Fizemos muito e sabemos que ainda há muito a ser feito. Nesse processo, temos
contado com a profícua parceria com a Igreja”.
Dilma
aproveitou o embalo e caiu na vala
estreita da falsa dicotomia entre austeridade fiscal e bem-estar da população,
que, na cabeça dos ideólogos petistas, são excludentes – quando em todos os dados e experiências
históricas mostram que a vida do povo só melhora quando os governos deixam de
desperdiçar o dinheiro dos contribuintes:
“Estratégias
de superação da crise econômica centradas só na austeridade, sem a devida
atenção aos enormes custos sociais que ela acarreta, golpeiam os mais pobres e
jovens, que são pelo mundo afora as principais vítimas do desemprego”.
O
papa acompanhou o discurso da anfitriã concordando discretamente, às vezes, com
a cabeça.
Ao
discursar logo em seguida, e gastar dois minutos a menos do que Dilma, ele não abordou nenhum dos temas centrais
da fala da presidente. Ou seja: recusou
o convite do debate político e se manteve no papel de evangelizador.

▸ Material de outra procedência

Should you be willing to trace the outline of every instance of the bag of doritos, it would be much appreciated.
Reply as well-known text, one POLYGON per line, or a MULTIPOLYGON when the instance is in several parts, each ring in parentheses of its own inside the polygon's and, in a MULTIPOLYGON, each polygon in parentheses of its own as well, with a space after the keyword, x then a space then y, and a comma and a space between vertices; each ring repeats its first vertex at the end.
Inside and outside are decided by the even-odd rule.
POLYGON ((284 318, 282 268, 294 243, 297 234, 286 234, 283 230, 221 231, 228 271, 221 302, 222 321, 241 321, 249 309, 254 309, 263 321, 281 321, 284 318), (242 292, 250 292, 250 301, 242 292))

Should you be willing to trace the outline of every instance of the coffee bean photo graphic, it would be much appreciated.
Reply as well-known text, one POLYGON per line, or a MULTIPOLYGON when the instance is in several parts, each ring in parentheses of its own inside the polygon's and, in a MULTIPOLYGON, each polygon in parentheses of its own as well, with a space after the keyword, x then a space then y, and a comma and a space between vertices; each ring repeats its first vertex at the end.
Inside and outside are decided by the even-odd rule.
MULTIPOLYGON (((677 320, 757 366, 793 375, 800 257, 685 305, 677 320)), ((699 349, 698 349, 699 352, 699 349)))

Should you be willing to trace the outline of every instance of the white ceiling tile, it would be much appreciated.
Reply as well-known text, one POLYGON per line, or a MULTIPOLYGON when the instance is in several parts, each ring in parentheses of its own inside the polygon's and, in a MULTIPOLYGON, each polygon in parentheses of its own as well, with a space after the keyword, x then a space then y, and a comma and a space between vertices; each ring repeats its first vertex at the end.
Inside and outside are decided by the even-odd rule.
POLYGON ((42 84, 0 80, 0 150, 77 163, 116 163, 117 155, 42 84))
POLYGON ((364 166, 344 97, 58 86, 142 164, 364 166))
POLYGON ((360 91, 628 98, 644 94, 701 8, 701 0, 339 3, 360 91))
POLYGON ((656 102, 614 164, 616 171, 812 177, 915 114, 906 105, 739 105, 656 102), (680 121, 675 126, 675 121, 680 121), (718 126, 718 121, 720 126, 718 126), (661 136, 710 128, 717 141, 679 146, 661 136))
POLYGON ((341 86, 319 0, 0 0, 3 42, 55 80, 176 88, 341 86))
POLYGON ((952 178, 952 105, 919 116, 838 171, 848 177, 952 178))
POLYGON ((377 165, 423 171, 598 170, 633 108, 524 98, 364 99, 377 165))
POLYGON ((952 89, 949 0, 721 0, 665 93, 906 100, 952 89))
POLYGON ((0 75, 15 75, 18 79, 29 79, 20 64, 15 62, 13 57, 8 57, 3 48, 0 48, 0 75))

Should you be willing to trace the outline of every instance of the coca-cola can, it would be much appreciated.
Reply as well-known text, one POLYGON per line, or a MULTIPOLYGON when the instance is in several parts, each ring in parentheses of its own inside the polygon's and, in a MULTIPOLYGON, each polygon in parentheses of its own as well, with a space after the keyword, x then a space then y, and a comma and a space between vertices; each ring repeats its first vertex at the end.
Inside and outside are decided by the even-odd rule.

Piedoso, Francisco deve ter consciência de que os políticos, muitas vezes, não
sabem o que dizem e quase sempre dizem o que não sabem.
A seguir destaco alguns
trechos das palavras do Papa Francisco em seu discurso:
“Aprendi
que para ter acesso o povo brasileiro é preciso ingressar pelo portal do seu
imenso coração; por isso permitam-me que nesta hora eu possa bater
delicadamente a esta porta. Peço licença para entrar e transcorrer essa semana
com vocês. Não tenho ouro nem prata, mas trago o que de mais precioso me foi
dado: Jesus Cristo!
“O
motivo principal da minha presença no Brasil, como é sabido, transcende as suas
fronteiras. Vim para a Jornada Mundial da Juventude. Vim para encontrar os jovens que vieram de todo o
mundo, atraídos pelos braços abertos do Cristo Redentor.”
“Cristo ‘bota fé’ nos jovens e confia-lhes o
futuro de sua própria causa: ‘Ide, fazei discípulos’ Ide para além das
fronteiras do que é humanamente possível e criem um mundo de irmãos”.
“ A juventude é a janela pela qual o futuro
entra no mundo. É a janela e, por isso, nos impõe grandes desafios. Nossa
geração se demonstrará à altura da promessa contida em cada jovem quando souber
abrir-lhe espaço. Isto significa:
Ø tutelar as condições materiais e imateriais
para o seu pleno desenvolvimento;
Ø oferecer ao jovem fundamentos sólidos, sobre
os quais construir a vida;
Ø garantir-lhes segurança e educação para que
se torne aquilo que ele pode ser;
Ø transmitir-lhes valores duradouros pelos
quais a vida mereça ser vivida;
Ø assegurar-lhes um horizonte transcendente que
responda à sede de felicidade autêntica, suscitando nele a criatividade do bem;
Ø entregar-lhes a herança de um mundo que
corresponda à medida da vida humana;
Ø despertar neles as melhores potencialidades
para que sejam sujeitos do próprio amanhã e corresponsáveis pelo destino de
todos.
Com essas atitudes precedemos hoje o futuro
que entra pela janela dos jovens.”
Na conclusão, Francisco pede a todos a
delicadeza da atenção e a necessária empatia para estabelecer um diálogo de
amigos. Diz que os seus braços se alargam para abraçar a inteira nação
brasileira e que ninguém se sinta excluído do seu afeto, abençoando a todos.
Ao final de sua estadia no
Brasil, no domingo, 28 de julho de 2013, em Copacabana, no término da Celebração
Eucarística, Francisco anuncia o novo encontro marcado na próxima Jornada Mundial da Juventude, no
ano de 2016, em Cracóvia, na Polônia.
Mais tarde, já na cerimônia
de despedida, no Aeroporto Internacional do Galeão “Antonio Carlos Jobim”, as última
palavras de Francisco:
“O
Papa vai embora e lhes diz “até breve”, um “até breve” com saudades, e lhes
pede, por favor, que não se esqueçam de rezar por ele. Este Papa precisa da
oração de todos vocês. Um abraço para todos.Que Deus lhes abençoe!”